Для крестьянства в новой политической конфигурации не изменилось ничего. Более того, всё стало гораздо хуже. Сословные разграничения в стране полного равенства, очевидно, никуда не делись. А объявленное носителем буржуазной идеологии советское крестьянство пережило катастрофу раскулачивания и пытку коллективизацией, что в прямом смысле вывело огромный крестьянский мир из поля идеологической легитимности. Крестьянство оказалось буквально распято между сусальным образом принятого в советской культуре способом говорения о деревне и подлинной реальностью деревенской жизни, о трагедии которой говорить было строго запрещено. «Стиль советской деревни выстраивался из стилизованных под фольклор песен, исполняе­мых хором имени Пятницкого и Людмилой Зыкиной, – пишет современный российский фольклорист Светлана Адоньева (ст. «Шукшин документальный: техники тела и жизненные миры», 2017). – Но для советских людей, которые жили в деревне, нормативный образ деревни был как костюм с чужого плеча».

Именно в этот парадоксальный зазор между официозом и реальностью в конце 50‑х годов прошлого века и ворвались те, кого потом презрительно назовут «деревенщиками».

Их история началась со статьи Федора Абрамова «Люди колхозной деревни в послевоенной прозе», опубликованной в «Новом мире» в апреле 1954 года. Речь шла о том, что советские писатели «соревнуются между собой, кто легче и бездоказательнее изобразит переход колхоза от неполного благополучия к полному процветанию». «А ведь настоящая русская деревня, – напоминал Абрамов, – по-прежнему бьется на грани вымирания». Статья вызвала бешеный скандал. «Я трижды лауреат Сталинской премии! Я покажу этому Абрамову! Кто он такой?!» – орал Семён Бабаевский, на чей роман «Кавалер золотой звезды» замахнулся Абрамов. Последовали партийные «пропесочивания» и возмущенная критика братьев-­писателей. Между тем номера «Нового мира» со статьей Абрамова в библиотеках зачитывали до дыр. Правота автора была очевидна – создав «страну рабочих и крестьян», власти превратили последних в рабов города и социализма.

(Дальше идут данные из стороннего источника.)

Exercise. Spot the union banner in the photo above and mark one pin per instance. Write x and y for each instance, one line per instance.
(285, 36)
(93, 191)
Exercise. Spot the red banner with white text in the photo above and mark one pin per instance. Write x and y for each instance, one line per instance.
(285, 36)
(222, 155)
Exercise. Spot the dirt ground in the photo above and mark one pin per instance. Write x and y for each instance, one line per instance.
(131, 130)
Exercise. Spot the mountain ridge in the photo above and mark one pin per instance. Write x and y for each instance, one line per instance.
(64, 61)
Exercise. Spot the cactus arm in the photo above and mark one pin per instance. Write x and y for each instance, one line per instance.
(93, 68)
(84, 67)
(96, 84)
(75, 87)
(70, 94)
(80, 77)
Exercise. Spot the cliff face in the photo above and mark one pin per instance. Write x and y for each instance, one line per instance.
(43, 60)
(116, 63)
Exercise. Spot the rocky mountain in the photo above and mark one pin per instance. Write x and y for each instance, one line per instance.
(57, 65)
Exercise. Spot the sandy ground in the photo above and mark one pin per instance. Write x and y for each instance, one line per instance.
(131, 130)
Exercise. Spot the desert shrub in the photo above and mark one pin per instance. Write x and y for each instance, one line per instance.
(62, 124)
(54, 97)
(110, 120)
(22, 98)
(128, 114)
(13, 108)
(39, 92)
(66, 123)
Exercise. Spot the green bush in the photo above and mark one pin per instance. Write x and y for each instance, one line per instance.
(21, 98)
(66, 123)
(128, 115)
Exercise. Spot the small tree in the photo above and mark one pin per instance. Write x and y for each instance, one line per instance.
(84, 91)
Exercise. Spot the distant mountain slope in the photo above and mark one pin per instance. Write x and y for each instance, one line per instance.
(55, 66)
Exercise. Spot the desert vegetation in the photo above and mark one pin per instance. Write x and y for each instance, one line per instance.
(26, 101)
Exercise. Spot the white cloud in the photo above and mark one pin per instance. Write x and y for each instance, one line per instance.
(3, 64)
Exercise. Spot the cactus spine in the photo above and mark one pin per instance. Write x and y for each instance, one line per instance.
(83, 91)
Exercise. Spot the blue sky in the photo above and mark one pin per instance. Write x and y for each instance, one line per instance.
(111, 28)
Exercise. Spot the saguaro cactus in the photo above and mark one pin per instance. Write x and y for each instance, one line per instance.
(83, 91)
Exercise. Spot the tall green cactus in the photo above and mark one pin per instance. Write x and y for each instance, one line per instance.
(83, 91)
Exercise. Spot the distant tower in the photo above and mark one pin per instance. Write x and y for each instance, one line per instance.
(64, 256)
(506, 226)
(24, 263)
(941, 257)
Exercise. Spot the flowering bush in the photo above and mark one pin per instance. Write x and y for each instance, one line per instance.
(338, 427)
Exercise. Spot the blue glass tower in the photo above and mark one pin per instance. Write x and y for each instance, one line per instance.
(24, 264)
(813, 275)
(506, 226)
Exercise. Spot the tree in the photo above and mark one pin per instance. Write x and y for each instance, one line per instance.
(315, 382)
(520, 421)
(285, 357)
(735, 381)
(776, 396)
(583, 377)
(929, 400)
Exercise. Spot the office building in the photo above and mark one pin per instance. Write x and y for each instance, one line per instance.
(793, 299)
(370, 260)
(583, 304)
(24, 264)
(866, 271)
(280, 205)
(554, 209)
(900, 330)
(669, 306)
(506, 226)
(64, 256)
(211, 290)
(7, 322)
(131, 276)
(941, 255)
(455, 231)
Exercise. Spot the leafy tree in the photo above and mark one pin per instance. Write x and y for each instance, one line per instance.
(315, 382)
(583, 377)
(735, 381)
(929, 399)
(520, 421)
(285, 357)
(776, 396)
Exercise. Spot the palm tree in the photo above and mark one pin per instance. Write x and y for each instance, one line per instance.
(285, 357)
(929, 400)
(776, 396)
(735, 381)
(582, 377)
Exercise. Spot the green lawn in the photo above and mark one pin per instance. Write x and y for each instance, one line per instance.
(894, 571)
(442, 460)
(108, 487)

ХХ съезд КПСС должен был бы говорить именно об этом, но… «Программа строительства громадная. Но как будет жить народ? – писал Абрамов в дневнике. – Доход колхозников к 60‑му году вырастет на 40%. Каких колхозников, по отношению к чему? В Верколе получали на трудодень 200 гр. Неужели в 60‑м получат 280?»

 

Молчать стало невтерпеж

Пока коллеги песочили Абрамова, в устоявшейся культурной иерархии происходило нечто странное. С разных концов огромной страны (Алтай, Красноярский край, Архангельская область, Вологодчина) люди разной, но всегда трудной судьбы стали говорить об одном и том же – о трагедии русского народа. «Писателем я стал… по необходимости, – объяснял позже Василий Белов, – слишком накипело на сердце, молчать стало невтерпеж, горечь душила».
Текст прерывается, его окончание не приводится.